People should not be deprived of the basic constitutional protections of equality, privacy, and free expression simply because they have HIV. Many states continue to make living with HIV a crime. We are fighting to decriminalize HIV and eliminate discrimination against people with HIV in employment, especially in sensitive jobs such as health care, food service, and residential and nursing facilities.

Relationships and Parenting

All families should be able to access the benefits and responsibilities of legally recognized relationships, such as health insurance, unemployment compensation, immigration status, family leave, inheritance, hospital visitation, and much more. We work to remove all discriminatory restrictions on parenting by challenging laws and policies that limit LGBTQ people’s options for becoming parents.

Youth and Schools

Our schools program is a special initiative to make schools safe and bias-free for LGBTQ kids and teachers.
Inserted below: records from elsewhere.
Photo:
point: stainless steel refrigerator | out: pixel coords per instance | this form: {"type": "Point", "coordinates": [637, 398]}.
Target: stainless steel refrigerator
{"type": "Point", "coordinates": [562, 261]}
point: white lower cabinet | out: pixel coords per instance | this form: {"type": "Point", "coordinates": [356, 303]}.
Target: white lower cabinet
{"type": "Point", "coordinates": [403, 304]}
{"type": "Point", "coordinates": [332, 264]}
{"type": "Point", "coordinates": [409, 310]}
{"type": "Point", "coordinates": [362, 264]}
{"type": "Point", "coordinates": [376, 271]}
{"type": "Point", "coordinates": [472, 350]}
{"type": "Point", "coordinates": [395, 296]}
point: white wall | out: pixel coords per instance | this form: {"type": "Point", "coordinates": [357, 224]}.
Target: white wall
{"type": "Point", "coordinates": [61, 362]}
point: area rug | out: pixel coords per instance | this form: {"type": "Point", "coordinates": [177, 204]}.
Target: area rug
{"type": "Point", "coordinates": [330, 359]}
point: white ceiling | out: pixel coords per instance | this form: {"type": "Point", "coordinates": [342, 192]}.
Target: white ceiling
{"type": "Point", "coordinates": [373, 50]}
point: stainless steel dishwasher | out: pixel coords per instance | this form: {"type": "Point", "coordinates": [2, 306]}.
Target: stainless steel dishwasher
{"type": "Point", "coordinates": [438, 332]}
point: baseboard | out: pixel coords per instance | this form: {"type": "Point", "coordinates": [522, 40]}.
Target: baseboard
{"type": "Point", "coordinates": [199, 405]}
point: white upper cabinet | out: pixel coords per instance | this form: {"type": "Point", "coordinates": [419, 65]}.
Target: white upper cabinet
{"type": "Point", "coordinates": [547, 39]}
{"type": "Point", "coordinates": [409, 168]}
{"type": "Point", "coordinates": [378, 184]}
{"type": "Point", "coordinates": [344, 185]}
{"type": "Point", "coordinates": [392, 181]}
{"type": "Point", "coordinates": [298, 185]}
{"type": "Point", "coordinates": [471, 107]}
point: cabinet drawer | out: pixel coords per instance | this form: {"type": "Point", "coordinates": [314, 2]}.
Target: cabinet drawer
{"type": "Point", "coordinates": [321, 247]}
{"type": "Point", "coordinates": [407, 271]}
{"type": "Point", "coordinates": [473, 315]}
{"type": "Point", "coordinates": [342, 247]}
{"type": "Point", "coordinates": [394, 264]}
For students, this includes the right to free expression, to be open about their gender identity and sexuality, to maintain their privacy, to wear clothing that matches who they are, and to be taught in an environment respectful of their identity.


America’s foremost advocate of individual rights, the American Civil Liberties Union is a nonpartisan organization founded in 1920. With national headquarters in New York and Washington and affiliates throughout the country, the ACLU is widely regarded as the nation’s premier public interest law firm. The ACLU believes that the only way to protect freedom is to stand fast for the idea that everyone, no matter how unpopular, has the same rights.

As a part of the ACLU, the Project is in a unique position to advocate for fairness and equality. The ACLU’s national network of affiliates broadens the Project’s reach into every locality and into the federal government. Today, the ACLU brings more LGBT cases and advocacy initiatives than any other national civil rights organization. As part of the broad civil liberties agenda of the ACLU, the Project brings together the LGBTQ and HIV communities to work in concert with other social change movements in order to achieve a just society for all.